Я предоставляю ей выбор блюд, потом вручаю им подарки (шелковый шарфик и «Собственную комнату»[148] для Л., серебряное ожерелье и Сенеку – для Мириам). Мы с Л. делим бутылку вина – Мириам повезет нас обратно, – потом другую, и нам становится хорошо еще до того, как приносят еду.
– Посмотри только на этих бабцов, – говорит Л. чуть громче, чем, по моему мнению, необходимо. – Пластика, до последнего дюйма.
– Думаешь? – сомневаюсь я. Эти женщины и впрямь выглядят как отретушированные. В Лондоне полно красивых девушек, но почти никто не выглядит так, как эти.
– Глянь на ее бедра, – шипит Л., когда одна из них проходит мимо, повиснув на руке мужчины втрое ее старше. – Она за всю свою жизнь ни дня не проработала. На костях у нее не мясо. Это телятина!
Мы с Мириам фыркаем от смеха в свои напитки.
– Ты думаешь, они профессионалки? – осторожно спрашиваю я. Л. и Мириам наверняка не знают, чем я раньше занималась.
– Боже, нет! – говорит Л., прижав руку к груди. – Они бы не посмели так низко пасть. Что еще важнее, не думаю, что концепция любой почасовой работы, даже секса, монтируется с их мировоззрением. Но готова спорить, что лет через пять, – и она кивает в сторону еще одной «телятинки», повисшей на еще одном семидесятилетием кавалере, – она станет тем, что мы называем профессиональной вдовушкой.
– У некоторых получается, – ухмыляется Мириам над своим стейком.
Когда наши тарелки уносят, Л. спрашивает седовласого джентльмена, обслуживающего наш зал, можем ли мы пойти посмотреть винный погреб. Ну, это уже хутспа[149], думаю я. И он сам ведет нас на экскурсию, прежде чем препроводить в зал десертов.
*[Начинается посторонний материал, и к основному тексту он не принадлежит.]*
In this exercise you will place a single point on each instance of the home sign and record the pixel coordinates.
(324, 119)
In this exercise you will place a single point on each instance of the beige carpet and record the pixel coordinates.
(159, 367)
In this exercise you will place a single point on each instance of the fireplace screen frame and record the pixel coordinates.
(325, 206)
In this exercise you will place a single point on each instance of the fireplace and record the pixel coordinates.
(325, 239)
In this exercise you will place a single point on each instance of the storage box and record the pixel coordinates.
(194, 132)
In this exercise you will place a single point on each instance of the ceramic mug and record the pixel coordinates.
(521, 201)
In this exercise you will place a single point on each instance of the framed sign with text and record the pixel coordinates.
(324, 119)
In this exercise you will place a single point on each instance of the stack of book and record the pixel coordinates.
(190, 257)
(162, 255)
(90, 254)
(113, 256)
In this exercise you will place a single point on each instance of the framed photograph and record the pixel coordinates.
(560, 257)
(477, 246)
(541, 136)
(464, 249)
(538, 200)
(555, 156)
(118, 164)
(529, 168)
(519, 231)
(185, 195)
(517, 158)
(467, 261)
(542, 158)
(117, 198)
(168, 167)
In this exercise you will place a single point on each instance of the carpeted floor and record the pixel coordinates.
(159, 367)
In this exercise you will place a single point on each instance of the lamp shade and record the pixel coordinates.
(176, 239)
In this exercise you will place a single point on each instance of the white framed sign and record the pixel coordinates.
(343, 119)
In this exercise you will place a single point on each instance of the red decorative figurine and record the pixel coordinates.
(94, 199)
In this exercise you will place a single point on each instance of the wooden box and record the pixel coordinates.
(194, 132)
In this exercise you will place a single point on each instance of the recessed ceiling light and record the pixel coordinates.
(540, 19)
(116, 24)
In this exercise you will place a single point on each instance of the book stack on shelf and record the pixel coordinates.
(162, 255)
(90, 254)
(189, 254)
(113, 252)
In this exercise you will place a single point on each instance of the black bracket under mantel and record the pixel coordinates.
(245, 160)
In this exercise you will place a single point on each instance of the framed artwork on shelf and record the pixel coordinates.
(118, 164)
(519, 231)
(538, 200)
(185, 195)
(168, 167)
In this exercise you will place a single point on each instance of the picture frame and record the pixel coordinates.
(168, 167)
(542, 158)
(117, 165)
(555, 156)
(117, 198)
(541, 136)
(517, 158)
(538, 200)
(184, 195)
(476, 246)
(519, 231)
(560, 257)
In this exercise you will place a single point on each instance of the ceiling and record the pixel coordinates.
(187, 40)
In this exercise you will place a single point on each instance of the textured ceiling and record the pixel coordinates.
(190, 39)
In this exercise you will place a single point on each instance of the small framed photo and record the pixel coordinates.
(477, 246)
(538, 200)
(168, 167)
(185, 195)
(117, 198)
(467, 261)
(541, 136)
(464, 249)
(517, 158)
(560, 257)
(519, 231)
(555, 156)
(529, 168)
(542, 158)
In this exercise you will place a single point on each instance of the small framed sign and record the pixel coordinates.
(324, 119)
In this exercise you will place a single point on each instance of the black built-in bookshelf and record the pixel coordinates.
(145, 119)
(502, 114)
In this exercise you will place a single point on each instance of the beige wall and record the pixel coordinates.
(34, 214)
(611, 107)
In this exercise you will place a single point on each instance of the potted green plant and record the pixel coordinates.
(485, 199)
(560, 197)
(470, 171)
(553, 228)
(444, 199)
Л. и Мириам обе заказывают шоколадное тройное что-то, но у меня душа не лежит к сладостям. Она хочет домой. Вместо сладкого я беру себе бокал самого дорогого портвейна.
Суббота, 18 июня
Пыталась снова связаться с А1, опять никакого ответа. Сдалась и вместо него позвонила Этому Парню. Ему дома, похоже, нечем поживиться, потому что он сделался совершенно несчастным.
– Ты никогда не говоришь, что любишь меня, – прохныкал он.
– Если повторять это слишком часто, то всякий смысл пропадает, – сказала я.
– Ты никогда не любила меня так, как его, – пожаловался он, и я поняла, кого он имел в виду – того, который был до него.
– Это неправда, – возразила я.
То, во что я влюбилась, было лишь образом, пустым местом; человек, с которым я хотела провести остаток своей жизни, никогда не существовал. Действительно, я продолжала скучать по этому шедевру вымысла очень долго. И сейчас иногда скучаю. Но я бы никогда не приняла его обратно, потому что того, в которого я влюбилась, никогда не было.
– Нет, правда, – настаивал Этот Парень. – Он разбил тебе сердце.
– А что, это как раз то, что хотел сделать ты? – спросила я.
Мужчины такие странные! С тем, другим, мне следовало понять, что это неизбежно случится. Он хранил молчание, когда должен был говорить, говорил вещи, которые только в воспоминаниях я определила как идиотизмы, каковыми они и были.